1 June 2026
Samuel Laffer is QFF’s Senior Policy Officer - Agriculture, leading coordinated, sector-wide responses to complex policy challenges spanning land use, safety and compliance, environment, energy, input and output security, and innovation. This diversity of policy priorities reflects the overlapping commercial, regulatory, environmental and operational pressures that Queensland farmers contend with every day – and that they often face all at once.
Sam’s role involves tracking these policy settings, identifying where they’re generating unnecessary friction for industry, and working with QFF’s members to build the evidence base for reforms that reflect how agricultural businesses operate. Coordination is critical to how that work gets done, staying across a wide range of government processes simultaneously, connecting the dots across QFF’s advocacy priorities, and making sure QFF’s policy positions reflect what is genuinely happening on the ground.
In practice, this means Sam is rarely working on just one issue at a time. In any given week he will be working across a land-use consultation, an electricity tariff analysis, a safety regulation review and an emerging carbon market opportunity, all running in tandem.
The stakeholder mix is equally broad. Sam regularly engages with QFF members, Corporate Partners, commodity and industry bodies, State and Federal Government representatives, regulators and allied sectors where policy decisions flow directly into agricultural businesses.
A big part of what makes that engagement useful is Sam’s ability to translate dense regulatory language it into something practical and actionable. The goal is twofold: making sure QFF can advocate accurately on behalf of our peak body members and making sure our members themselves understand what a proposed change will mean for how their industry operates.
Seeing the bigger picture in agricultural policy development
Sam says that the real issue is never a single regulatory or legislative change; it’s the cumulative weight of policy complexity landing on farm businesses all at once.
“Rules and laws get developed in silos, with little thought given to how they interact across planning, environment, energy and water, biosecurity and everything else. The result is duplication, uncertainty and a kind of compliance fatigue that drains productivity without improving outcomes,” Sam said.
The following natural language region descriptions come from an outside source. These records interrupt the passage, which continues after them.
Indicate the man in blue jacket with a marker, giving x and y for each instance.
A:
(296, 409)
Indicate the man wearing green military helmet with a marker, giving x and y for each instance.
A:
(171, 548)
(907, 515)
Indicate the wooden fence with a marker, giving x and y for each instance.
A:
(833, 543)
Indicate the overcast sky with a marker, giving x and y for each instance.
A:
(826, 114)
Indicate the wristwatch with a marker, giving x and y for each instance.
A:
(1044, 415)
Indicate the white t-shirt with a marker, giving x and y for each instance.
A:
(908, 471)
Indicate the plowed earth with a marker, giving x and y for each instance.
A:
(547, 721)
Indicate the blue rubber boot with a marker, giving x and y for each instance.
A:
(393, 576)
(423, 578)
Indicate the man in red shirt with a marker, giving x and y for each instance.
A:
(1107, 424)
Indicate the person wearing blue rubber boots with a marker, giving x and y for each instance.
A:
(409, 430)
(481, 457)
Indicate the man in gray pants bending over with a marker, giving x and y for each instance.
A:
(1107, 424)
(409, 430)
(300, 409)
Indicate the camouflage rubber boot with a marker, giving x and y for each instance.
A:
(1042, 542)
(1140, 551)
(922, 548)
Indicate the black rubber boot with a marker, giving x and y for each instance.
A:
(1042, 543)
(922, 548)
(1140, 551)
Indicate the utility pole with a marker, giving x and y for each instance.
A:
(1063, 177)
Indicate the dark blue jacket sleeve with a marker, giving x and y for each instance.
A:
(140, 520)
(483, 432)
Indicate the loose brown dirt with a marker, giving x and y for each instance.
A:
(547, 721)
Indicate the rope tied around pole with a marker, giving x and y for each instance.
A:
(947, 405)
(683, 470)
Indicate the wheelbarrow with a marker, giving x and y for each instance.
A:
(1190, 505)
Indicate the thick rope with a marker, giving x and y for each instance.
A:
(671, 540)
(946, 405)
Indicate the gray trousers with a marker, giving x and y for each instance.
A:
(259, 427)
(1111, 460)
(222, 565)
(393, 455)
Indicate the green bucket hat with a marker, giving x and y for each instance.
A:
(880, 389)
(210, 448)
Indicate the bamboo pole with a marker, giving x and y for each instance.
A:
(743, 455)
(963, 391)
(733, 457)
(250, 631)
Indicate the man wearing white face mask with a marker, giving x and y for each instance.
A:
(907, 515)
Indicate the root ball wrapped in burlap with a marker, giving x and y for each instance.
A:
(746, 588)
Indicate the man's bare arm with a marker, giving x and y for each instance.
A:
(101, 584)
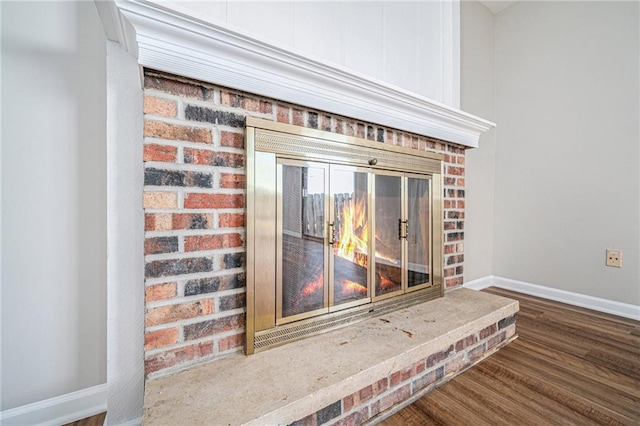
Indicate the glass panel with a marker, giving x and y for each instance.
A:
(387, 244)
(302, 257)
(349, 191)
(418, 237)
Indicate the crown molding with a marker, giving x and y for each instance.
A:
(173, 41)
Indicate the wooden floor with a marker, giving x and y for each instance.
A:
(569, 366)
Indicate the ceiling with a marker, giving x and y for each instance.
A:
(497, 6)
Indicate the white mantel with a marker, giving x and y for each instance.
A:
(181, 43)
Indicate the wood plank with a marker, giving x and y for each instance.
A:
(570, 365)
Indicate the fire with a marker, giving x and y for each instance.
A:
(386, 283)
(313, 286)
(353, 244)
(352, 288)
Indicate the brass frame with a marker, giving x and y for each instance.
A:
(266, 142)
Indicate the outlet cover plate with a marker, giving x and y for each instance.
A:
(614, 258)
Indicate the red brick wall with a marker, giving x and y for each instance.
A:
(194, 204)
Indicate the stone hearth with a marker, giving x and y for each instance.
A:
(349, 376)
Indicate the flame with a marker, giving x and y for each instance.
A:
(352, 287)
(354, 235)
(386, 283)
(313, 286)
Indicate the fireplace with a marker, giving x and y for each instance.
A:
(339, 229)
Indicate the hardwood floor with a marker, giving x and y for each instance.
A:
(569, 366)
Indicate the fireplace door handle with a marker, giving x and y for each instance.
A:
(332, 233)
(402, 235)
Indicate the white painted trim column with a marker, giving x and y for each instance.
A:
(125, 239)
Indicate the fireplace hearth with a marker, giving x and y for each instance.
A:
(339, 229)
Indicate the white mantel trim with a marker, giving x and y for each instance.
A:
(180, 43)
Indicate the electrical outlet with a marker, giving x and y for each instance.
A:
(614, 258)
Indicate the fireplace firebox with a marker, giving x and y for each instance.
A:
(339, 229)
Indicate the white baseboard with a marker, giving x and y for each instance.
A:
(626, 310)
(60, 409)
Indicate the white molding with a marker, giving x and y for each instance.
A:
(183, 44)
(479, 284)
(613, 307)
(60, 409)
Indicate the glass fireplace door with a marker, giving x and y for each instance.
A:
(418, 232)
(301, 271)
(349, 236)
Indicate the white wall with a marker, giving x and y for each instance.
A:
(567, 151)
(477, 97)
(53, 200)
(412, 44)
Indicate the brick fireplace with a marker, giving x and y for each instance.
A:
(194, 203)
(201, 81)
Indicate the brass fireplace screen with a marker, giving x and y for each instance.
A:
(338, 229)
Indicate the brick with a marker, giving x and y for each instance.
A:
(454, 364)
(182, 178)
(163, 268)
(208, 115)
(233, 100)
(214, 284)
(232, 180)
(297, 117)
(162, 130)
(157, 221)
(453, 282)
(424, 380)
(175, 87)
(505, 322)
(354, 419)
(329, 412)
(214, 201)
(466, 342)
(394, 397)
(231, 220)
(160, 245)
(435, 358)
(232, 140)
(192, 221)
(496, 340)
(233, 301)
(371, 133)
(160, 200)
(160, 292)
(173, 357)
(233, 260)
(349, 129)
(161, 153)
(456, 171)
(159, 106)
(182, 311)
(476, 352)
(325, 123)
(212, 242)
(312, 120)
(214, 326)
(231, 342)
(159, 338)
(455, 236)
(212, 158)
(487, 331)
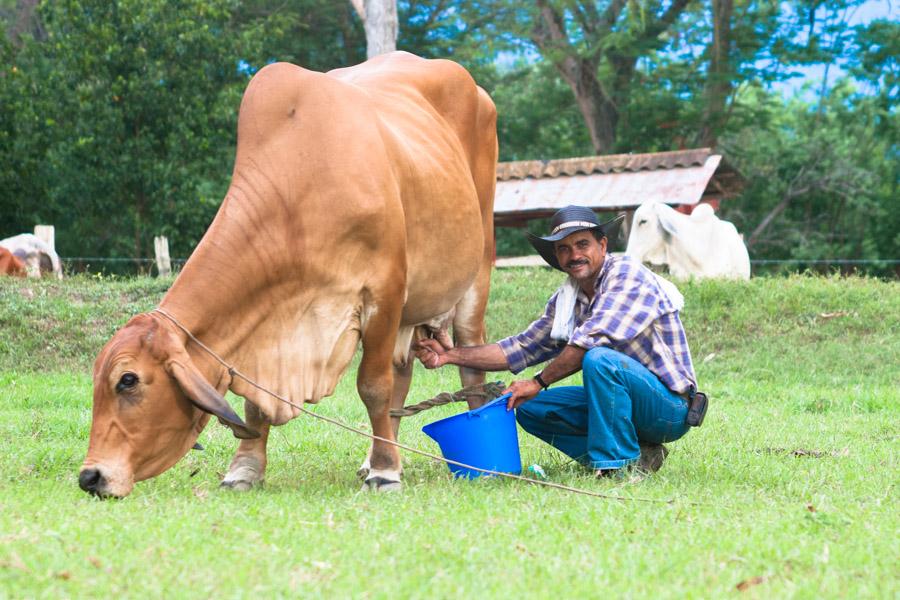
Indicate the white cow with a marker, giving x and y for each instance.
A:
(699, 245)
(38, 256)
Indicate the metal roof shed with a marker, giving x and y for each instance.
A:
(534, 189)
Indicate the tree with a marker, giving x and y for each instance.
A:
(130, 128)
(380, 20)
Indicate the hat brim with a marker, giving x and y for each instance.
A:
(544, 245)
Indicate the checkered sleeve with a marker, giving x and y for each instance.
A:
(627, 304)
(534, 345)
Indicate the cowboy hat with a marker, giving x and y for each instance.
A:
(565, 222)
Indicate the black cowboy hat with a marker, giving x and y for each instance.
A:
(567, 221)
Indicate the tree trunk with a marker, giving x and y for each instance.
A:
(381, 26)
(600, 114)
(719, 77)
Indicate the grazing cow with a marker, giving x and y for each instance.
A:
(699, 245)
(39, 258)
(10, 264)
(360, 207)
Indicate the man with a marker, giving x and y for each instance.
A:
(614, 320)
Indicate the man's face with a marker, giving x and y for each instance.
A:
(581, 255)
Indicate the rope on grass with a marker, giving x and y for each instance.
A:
(487, 391)
(235, 373)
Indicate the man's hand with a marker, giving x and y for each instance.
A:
(522, 390)
(431, 353)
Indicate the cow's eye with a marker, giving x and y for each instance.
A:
(126, 382)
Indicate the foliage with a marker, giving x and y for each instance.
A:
(131, 109)
(119, 118)
(787, 489)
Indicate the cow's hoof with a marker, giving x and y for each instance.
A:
(380, 484)
(382, 481)
(363, 471)
(242, 479)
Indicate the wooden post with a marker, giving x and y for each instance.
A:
(47, 234)
(163, 263)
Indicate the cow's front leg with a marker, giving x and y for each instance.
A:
(402, 381)
(248, 467)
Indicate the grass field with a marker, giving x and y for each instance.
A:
(795, 471)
“What tends to get missed is that a farm isn’t simply a business unit you can regulate in isolation. It’s a workplace, a family enterprise, a land management operation and a critical part of a regional supply chain, often all at the same time. Policy that doesn’t account for that reality rarely delivers on what it set out to achieve.”
Sam at QFF's recent Corporate Partner Networking event.
L-R: QFF Non-Executive Director Georgie Krieg, QFF Senior Policy Officer Samuel Laffer, CANEGROWERS CEO Dan Galligan, QFF President Aaron Kiely, QFF Non-Executive Director Kay Tommerup
Sam says that the Queensland agriculture sector needs a shift from regulation that focuses on compliance for its own sake, to policy that’s genuinely focused on outcomes - reducing unnecessary red tape without compromising safety, stewardship or community trust.
“Good policy must be designed with industry at the table from the start. It’s evidence-based, proportionate, and built to support investment and innovation, not to quietly make both harder than they need to be,” Sam said.
“Farm viability hinges on regulatory settings that give businesses genuine confidence to adapt, invest and take on employees. When policy is unpredictable or out of step with operational realities, producers don’t collapse overnight, they just quietly stop growing, stop hiring, stop committing capital. Those costs are diffuse and slow-moving, which is exactly why they’re so easy for policymakers to overlook.”
“However, when regulation does work well, the benefits reach well beyond the farm gate. It strengthens supply chains, supports regional jobs, and underpins the kind of food security outcomes that the broader community tends to take for granted, until they can’t.”
How QFF works with our members to develop policy positions
Sam’s role provides the critical link between what our peak body members’ growers are dealing with on the ground and what QFF is advocating for at a policy level.
Working closely with each of our peak body members, Sam extracts the specific concerns of Queensland farmers – packaging their insights into submissions and briefings, to support direct government engagement.
QFF members receive regular updates on regulatory developments and straightforward advice on what proposed changes mean in practice. While the policy issues Sam focuses on shift from day to day the through-line across his work is always the same: track the developments, build the evidence, and keep members and government engaged to advance agriculture in Queensland.